Upside max profit is unbounded; downside max profit is bounded at the put strike minus the combined debit (reached at zero). Max loss equals the combined debit times 100 (reached anywhere between the two OTM strikes). Two breakevens at call-strike plus debit and put-strike minus debit. For the JSMD strangle priced from the end-of-day chain at a 30-day expiry (ATM IV 22.80%), the computed maximum profit is unbounded per contract and the computed maximum loss is -$209.00 per contract. Live intraday quotes will differ as the chain moves through the trading session.
What is the breakeven for a JSMD strangle?

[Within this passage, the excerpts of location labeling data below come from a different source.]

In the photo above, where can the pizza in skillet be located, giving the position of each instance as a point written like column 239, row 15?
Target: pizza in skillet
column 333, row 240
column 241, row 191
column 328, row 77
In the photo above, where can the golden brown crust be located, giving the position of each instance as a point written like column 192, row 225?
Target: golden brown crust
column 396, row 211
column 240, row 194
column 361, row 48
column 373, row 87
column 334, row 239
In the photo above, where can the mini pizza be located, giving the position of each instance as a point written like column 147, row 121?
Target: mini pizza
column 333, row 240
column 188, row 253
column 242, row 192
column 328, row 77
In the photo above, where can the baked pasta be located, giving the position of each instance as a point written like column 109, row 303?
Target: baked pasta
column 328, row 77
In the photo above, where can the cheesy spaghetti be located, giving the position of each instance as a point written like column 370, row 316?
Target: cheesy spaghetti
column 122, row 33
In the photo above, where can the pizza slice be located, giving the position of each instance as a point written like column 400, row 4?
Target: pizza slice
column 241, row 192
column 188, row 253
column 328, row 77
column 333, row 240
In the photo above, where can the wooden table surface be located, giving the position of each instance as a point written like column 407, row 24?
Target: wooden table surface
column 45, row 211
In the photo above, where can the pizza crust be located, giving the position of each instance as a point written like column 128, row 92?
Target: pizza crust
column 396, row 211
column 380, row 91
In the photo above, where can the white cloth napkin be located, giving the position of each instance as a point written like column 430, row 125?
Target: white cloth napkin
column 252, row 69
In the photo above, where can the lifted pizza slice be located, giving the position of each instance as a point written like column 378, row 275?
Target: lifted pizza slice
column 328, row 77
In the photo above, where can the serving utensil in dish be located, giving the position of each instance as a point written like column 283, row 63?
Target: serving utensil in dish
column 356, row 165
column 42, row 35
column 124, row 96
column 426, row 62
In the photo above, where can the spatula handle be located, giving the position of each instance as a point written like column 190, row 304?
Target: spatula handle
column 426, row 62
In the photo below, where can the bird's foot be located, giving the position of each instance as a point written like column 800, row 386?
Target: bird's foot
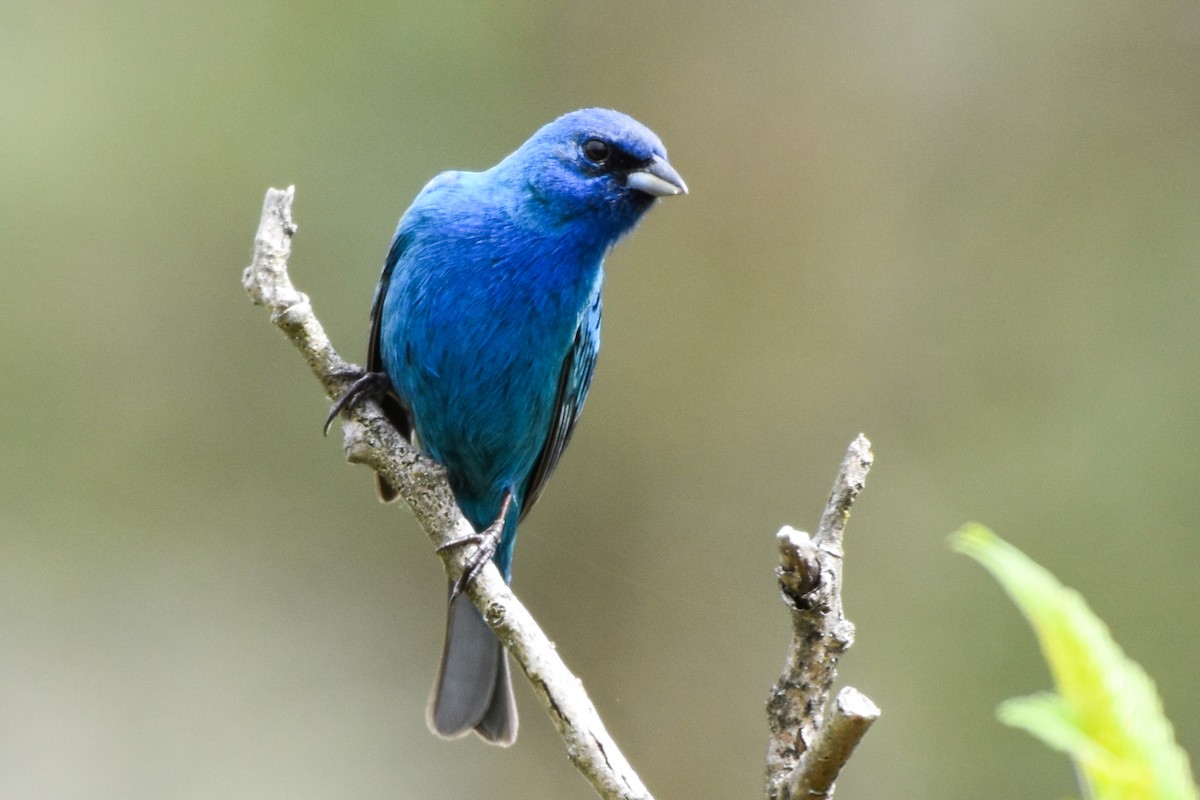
column 485, row 542
column 367, row 385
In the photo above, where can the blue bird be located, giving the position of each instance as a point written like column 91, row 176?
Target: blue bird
column 484, row 336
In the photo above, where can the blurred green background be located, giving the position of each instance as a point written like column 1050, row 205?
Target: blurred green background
column 970, row 230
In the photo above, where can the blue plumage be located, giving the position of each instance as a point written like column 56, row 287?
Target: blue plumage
column 486, row 323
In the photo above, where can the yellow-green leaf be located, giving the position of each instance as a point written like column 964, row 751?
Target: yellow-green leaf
column 1107, row 714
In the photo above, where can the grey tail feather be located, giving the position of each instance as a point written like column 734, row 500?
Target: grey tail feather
column 473, row 690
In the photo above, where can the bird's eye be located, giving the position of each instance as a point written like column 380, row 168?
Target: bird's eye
column 597, row 150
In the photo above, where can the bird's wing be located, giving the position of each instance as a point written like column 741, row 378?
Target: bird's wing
column 393, row 407
column 573, row 390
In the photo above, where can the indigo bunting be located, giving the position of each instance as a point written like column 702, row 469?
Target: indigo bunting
column 485, row 329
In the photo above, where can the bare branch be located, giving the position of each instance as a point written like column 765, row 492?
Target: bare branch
column 807, row 752
column 370, row 439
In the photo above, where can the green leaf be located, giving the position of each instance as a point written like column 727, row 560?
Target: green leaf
column 1107, row 714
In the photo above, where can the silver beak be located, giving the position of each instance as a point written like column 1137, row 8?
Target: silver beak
column 659, row 179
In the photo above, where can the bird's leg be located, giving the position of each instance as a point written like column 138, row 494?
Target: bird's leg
column 367, row 385
column 486, row 542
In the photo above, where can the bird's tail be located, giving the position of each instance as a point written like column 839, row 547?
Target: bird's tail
column 473, row 689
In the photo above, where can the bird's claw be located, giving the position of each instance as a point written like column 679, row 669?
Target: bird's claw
column 486, row 541
column 367, row 385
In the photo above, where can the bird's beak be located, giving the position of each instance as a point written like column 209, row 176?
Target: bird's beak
column 659, row 179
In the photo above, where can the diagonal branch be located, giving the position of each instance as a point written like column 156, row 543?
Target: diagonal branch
column 807, row 751
column 370, row 439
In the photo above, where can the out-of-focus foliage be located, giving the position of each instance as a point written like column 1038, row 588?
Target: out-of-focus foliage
column 966, row 229
column 1107, row 714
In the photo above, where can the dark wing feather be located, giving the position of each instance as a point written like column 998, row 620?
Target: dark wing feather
column 573, row 390
column 393, row 407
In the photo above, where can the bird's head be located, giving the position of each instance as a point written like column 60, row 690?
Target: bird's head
column 594, row 167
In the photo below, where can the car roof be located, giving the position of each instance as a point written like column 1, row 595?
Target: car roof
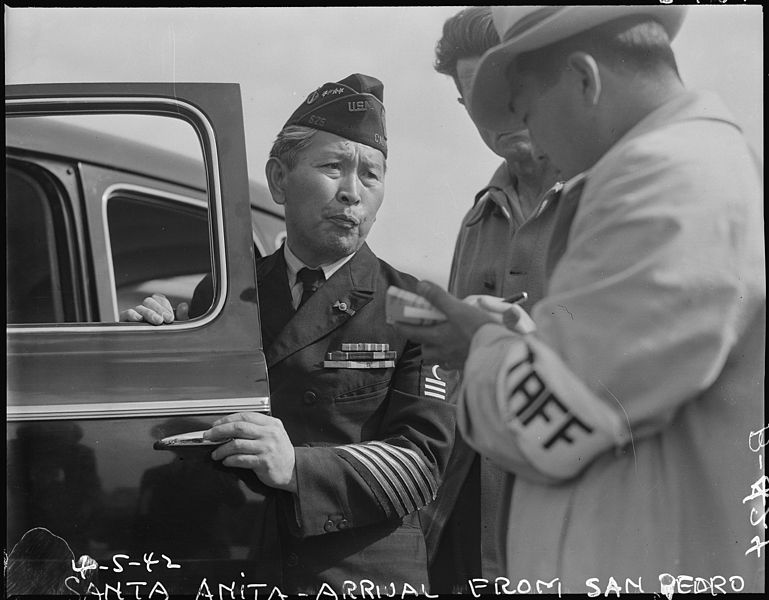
column 56, row 138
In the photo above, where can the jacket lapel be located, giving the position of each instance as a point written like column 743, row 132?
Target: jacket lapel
column 275, row 306
column 336, row 302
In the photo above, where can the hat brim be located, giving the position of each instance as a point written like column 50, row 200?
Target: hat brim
column 489, row 95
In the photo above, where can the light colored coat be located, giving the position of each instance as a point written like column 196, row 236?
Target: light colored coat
column 651, row 335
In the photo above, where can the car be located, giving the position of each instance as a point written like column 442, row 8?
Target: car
column 97, row 219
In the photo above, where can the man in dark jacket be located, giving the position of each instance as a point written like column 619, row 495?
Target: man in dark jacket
column 356, row 443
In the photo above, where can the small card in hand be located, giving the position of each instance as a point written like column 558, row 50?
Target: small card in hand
column 191, row 438
column 402, row 306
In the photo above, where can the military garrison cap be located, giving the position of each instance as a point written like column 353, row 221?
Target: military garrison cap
column 351, row 108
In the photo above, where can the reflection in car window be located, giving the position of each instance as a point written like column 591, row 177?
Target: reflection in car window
column 158, row 246
column 38, row 286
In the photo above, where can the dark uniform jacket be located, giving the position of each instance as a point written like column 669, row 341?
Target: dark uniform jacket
column 370, row 444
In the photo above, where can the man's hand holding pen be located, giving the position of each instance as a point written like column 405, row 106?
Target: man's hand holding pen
column 447, row 343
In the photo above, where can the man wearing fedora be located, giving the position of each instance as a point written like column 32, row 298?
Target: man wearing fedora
column 353, row 448
column 499, row 251
column 632, row 414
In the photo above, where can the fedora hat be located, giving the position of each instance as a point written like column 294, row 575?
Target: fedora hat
column 525, row 28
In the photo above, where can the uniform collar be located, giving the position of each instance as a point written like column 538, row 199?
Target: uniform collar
column 294, row 264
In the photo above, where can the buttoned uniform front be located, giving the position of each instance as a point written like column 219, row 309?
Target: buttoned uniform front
column 651, row 336
column 370, row 447
column 500, row 252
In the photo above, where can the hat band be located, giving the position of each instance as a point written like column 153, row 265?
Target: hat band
column 530, row 20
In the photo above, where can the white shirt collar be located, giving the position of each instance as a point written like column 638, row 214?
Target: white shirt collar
column 294, row 264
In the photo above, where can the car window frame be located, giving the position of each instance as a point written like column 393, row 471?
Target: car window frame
column 173, row 107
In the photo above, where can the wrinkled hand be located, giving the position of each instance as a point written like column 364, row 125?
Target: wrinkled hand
column 447, row 343
column 260, row 443
column 156, row 309
column 511, row 315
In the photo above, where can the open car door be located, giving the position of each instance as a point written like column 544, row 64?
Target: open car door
column 98, row 217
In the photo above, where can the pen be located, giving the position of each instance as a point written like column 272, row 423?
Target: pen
column 516, row 299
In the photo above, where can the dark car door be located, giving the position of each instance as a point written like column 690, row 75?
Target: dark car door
column 91, row 224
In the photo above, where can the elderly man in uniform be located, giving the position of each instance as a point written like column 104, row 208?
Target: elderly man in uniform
column 632, row 413
column 352, row 452
column 499, row 251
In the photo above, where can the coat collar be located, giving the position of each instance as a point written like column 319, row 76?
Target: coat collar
column 337, row 301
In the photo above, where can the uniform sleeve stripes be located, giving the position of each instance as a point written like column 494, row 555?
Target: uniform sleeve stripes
column 400, row 472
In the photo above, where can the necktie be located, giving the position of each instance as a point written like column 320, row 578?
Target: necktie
column 311, row 280
column 565, row 211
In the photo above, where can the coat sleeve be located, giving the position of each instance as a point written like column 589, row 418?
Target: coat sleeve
column 394, row 472
column 641, row 316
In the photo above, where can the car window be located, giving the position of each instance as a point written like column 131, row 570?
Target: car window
column 128, row 192
column 157, row 246
column 38, row 283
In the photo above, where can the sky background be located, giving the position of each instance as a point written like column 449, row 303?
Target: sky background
column 278, row 55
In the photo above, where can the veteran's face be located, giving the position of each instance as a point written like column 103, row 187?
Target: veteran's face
column 513, row 144
column 331, row 197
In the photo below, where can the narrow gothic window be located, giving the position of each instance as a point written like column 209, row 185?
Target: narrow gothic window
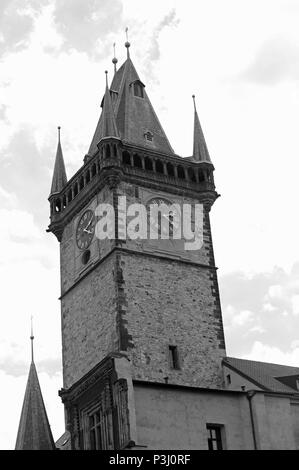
column 174, row 357
column 214, row 437
column 148, row 136
column 138, row 90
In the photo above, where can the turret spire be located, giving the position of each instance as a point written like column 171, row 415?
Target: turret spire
column 127, row 43
column 130, row 113
column 108, row 123
column 59, row 179
column 34, row 431
column 114, row 60
column 200, row 149
column 32, row 338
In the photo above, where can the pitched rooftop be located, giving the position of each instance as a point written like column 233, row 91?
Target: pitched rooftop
column 133, row 112
column 59, row 179
column 34, row 429
column 267, row 376
column 200, row 149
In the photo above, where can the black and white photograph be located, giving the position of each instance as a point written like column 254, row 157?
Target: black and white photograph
column 149, row 262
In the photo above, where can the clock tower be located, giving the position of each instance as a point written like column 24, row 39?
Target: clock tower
column 134, row 311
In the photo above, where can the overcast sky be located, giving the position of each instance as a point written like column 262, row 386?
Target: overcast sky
column 241, row 59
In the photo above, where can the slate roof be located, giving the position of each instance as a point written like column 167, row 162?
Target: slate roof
column 263, row 374
column 134, row 116
column 59, row 179
column 34, row 429
column 200, row 149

The breakeven for the JSMD strangle priced on this page is roughly $86.91 and $100.09 at expiration, derived from end-of-day chain premiums. Breakeven is the underlying price at which the strategy's P&L crosses zero ignoring transaction costs and assignment risk. The current JSMD market-implied 1-standard-deviation expected move is approximately 6.54%; if the move sits well outside the breakeven distance, the structure's risk-reward becomes correspondingly tighter.
When should you consider a strangle on JSMD?
Strangles on JSMD are the cheaper cousin of the straddle - traders use them when they want a large directional move but are willing to give up the inner-strike sensitivity in exchange for a lower up-front debit on the JSMD chain.
How does current JSMD implied volatility affect this strangle?
Current JSMD ATM IV is 22.80%; IV rank context is unavailable in the current snapshot.